Thursday, February 4, 2016

Negotiation Across Nations

It’s no longer unusual to do business that transcends borders. What used to be an exception has become the norm in the world of global connectedness we live in. Negotiating business across different nations and cultures, however, can be quite challenging as many things that are acceptable or even expected in one culture are a no-go in another.

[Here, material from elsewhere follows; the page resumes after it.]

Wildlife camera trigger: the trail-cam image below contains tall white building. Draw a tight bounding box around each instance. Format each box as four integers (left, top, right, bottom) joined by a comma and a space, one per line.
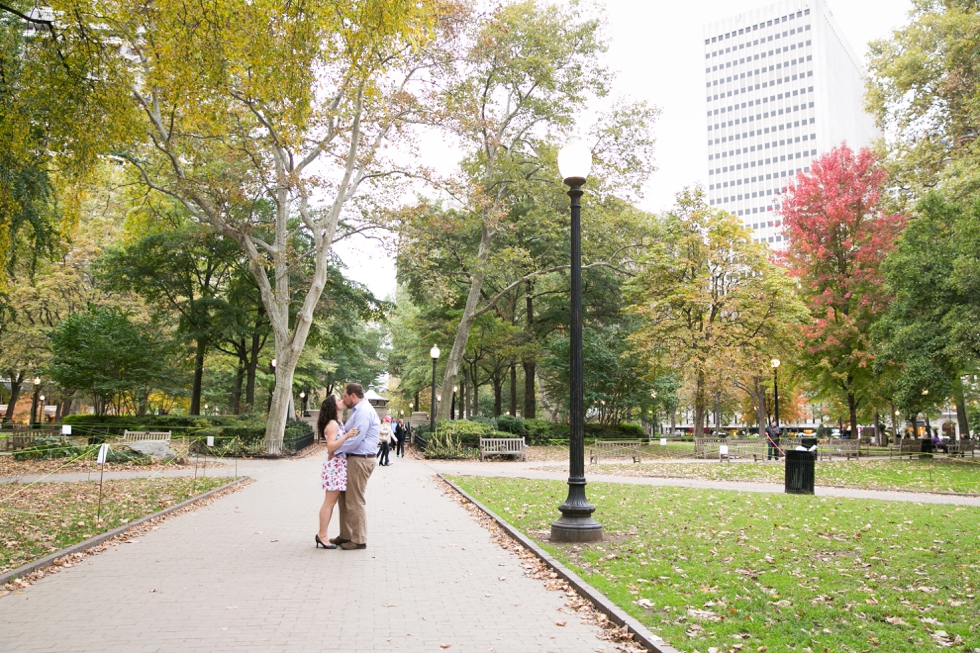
703, 0, 877, 245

A diagram on The Harvard Business Review’s website visualizes different countries’ negotiation styles. It places countries on two axes depending on their acceptance of emotions and confrontation in business negotiations. “For cold-as-fish negotiations, go to northern Europe or eastern Asia. If you want hugs and small talk with your deal go to a Latin country,” as Frank Jacobs sums it up in an article on In some ways he’s right. I have travelled across the world and have done business in quite a few places – it still astounds and fascinates me how different we tend to approach business in different places.

It all sounds relatively easy. Do your research and be respectful. But when you’re sitting at the negotiation table and you’ve got a goal in mind, it suddenly is a lot more difficult. And the styles depicted by The Harvard Business Review’s diagram are not the only things to look out for. Cultural differences already begin with different ways of greeting each other, eye contact or the composition of your negotiation team.

An article in the International Journal of Economics and Finance points out some of these differences – Chinese for instance greet each other with personal questions and Japanese exchange gifts before starting a first business meeting, while in most Western countries negotiations tend to be strictly about business.

Considering there are so many different dos and don’ts when it comes to intercultural negotiations it can be easy to feel overwhelmed. Sometimes conventions even change within cultures. In China and India for instance, there can be up to 30 different regions, each with their own conventions, as noted in an article in the South China Morning Post.

Erin Meyer, professor and program director for Managing Global Virtual Teams at INSEAD, suggests finding a cultural bridge – someone who is from the other culture or knows the other culture intimately – to help you at the negotiation table.  Interestingly some anticipate these differences in styles to disappear in about 20 years as a result of generational change, globalisation and digital connectivity.